Brian Pisarsky, Managing Director, Consulting
Why it matters: Discharge planning starts upon admission — or it should, said Brian Pisarsky, managing director, consulting. But for reasons like inconsistent communication between teams or unclear diagnoses, it doesn’t always happen.
And delayed discharges can add up in a big way.
“One thing we’re finding across healthcare organizations is those inpatient stays that have the most excess days above the benchmark are patients who are staying between five and 15 days,” Pisarsky said. “So, if we can reduce 10 days to eight, or four to three by moving inpatient beds quicker — that’s where we can see the greatest impact on ED throughput.”
The sooner in the ED that discharge planning for the next phase of care begins — whether that be care at home, in a nursing home or inpatient admission — the quicker the patient gets the care they need and the more efficiently the ED operates.
“Many times case management is too reactive instead of proactive,” Pisarsky said. “The discharge process needs to happen along the way during the inpatient stay — it can’t wait until the day the inpatient physician finally says, ‘OK, yeah, they can go tomorrow,’ and then all of this discharge work begins.”
Strategies to consider:
- Assess the patient and involve caregivers.

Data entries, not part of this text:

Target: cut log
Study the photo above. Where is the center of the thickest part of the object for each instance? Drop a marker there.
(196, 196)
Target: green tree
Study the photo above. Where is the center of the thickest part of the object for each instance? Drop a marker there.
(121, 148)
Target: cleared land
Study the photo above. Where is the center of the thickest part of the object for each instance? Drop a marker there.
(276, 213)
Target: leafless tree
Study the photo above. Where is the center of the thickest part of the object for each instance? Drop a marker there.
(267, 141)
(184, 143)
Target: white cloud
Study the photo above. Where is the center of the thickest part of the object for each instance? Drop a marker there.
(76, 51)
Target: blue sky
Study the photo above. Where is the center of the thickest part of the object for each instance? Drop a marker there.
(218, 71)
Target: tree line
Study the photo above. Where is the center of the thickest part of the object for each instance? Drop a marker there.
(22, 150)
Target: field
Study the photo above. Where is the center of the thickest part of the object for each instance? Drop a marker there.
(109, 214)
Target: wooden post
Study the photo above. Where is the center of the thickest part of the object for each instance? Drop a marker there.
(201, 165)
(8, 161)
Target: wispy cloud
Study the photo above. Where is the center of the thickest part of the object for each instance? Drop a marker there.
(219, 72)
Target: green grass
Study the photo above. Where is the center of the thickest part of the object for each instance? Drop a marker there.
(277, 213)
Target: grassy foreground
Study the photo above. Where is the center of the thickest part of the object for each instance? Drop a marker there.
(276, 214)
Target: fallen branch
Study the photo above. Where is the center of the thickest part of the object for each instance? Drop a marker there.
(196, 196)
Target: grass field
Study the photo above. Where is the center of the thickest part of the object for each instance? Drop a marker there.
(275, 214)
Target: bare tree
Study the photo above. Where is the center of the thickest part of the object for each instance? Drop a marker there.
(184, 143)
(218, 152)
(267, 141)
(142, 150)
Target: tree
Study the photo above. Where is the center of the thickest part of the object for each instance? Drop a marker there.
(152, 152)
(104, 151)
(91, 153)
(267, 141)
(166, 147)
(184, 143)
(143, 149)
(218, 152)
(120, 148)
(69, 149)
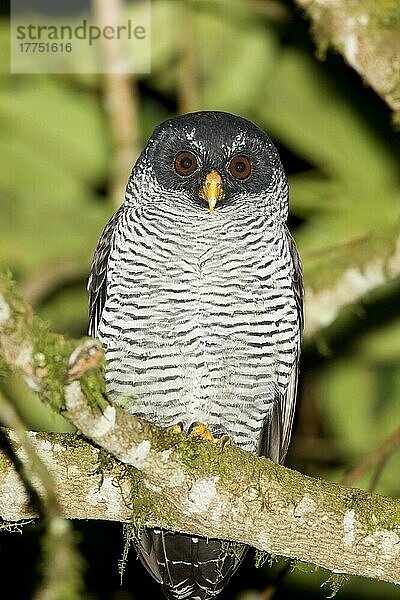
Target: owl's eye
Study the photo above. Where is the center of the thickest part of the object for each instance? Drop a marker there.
(240, 167)
(185, 163)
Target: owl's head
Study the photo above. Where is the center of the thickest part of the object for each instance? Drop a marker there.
(214, 161)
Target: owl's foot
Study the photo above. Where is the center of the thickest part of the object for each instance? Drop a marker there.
(200, 430)
(86, 356)
(177, 428)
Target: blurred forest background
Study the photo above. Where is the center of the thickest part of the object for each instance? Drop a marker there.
(67, 143)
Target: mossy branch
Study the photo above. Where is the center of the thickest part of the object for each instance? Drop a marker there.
(184, 484)
(366, 33)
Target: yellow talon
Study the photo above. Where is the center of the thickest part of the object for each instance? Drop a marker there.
(177, 428)
(200, 430)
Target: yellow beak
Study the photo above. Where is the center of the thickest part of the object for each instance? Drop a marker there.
(212, 190)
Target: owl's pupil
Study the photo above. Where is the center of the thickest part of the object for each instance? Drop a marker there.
(186, 163)
(240, 167)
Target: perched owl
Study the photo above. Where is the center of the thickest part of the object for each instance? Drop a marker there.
(196, 294)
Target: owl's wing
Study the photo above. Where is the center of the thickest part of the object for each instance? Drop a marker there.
(289, 400)
(278, 423)
(97, 283)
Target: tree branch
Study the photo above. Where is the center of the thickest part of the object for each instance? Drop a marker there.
(366, 33)
(184, 484)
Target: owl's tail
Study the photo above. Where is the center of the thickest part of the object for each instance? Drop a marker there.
(188, 567)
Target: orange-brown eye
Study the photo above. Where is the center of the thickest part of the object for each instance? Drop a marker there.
(240, 167)
(185, 163)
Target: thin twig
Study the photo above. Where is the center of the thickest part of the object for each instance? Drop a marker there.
(379, 455)
(120, 98)
(62, 565)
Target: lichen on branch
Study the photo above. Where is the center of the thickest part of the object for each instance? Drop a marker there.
(366, 33)
(157, 477)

During the initial assessment, bring the patient’s caregivers into the discussion, whether that’s their spouse, child or another caregiver, neighbor or guardian. Understand the length of time most patients who present with a similar diagnosis stay in inpatient care and determine a plan from there, taking into account any anomalous symptoms or conditions. “There’s nothing worse than getting to the end of a stay, and the patient says, ‘Well, I’m not going to the nursing home,” Pisarsky said. “Bringing in the caregiver or family from the start can alleviate some of these potential setbacks. Timely, scripted, and team-driven patient and family meetings are an essential element to the discharge planning process”
- Identify complexities. Perhaps the patient has no family or they’re in need of a guardian. Understanding a patient’s individual needs is critical to developing a discharge plan. “A large portion of patients are going to go home with minimal needs and identifying that subset of patients creates incremental capacity with less lift that in turn can help manage these more complex patient needs that take more time or coordination,” Pisarsky said.
- Conduct multidisciplinary rounds. Conduct a review of all patients within a facility to better
understand
bed capacity and minimize care gaps. For each patient, the care team — including physicians, nurses, case
management
and social workers as well as appropriate ancillary departments — should ask themselves:
- What’s the patient’s plan for today?
- What’s their plan for the rest of their stay?
- Are medical milestones improving during their stay (pain, mobility, diet, etc.)?
- What’s their discharge plan and what needs to happen today to move this patient towards their safe and timely discharge?
- Track and measure. Track observation and inpatient metrics to determine success and opportunities for improvement. Evaluate observation length of stay, inpatient length of stay and ED metrics to gain a deeper understanding into where patients are being held up and where they transition to after the ED.
“Patients and families shouldn’t have to board in the ED; they deserve timely and high-quality care,” he said. “Improving ED operations and decreasing capacity constraints leads to better patient care, satisfaction and outcomes. There are fewer opportunities for errors, and timely and efficient patient throughput is good for both the patient and the healthcare organization.”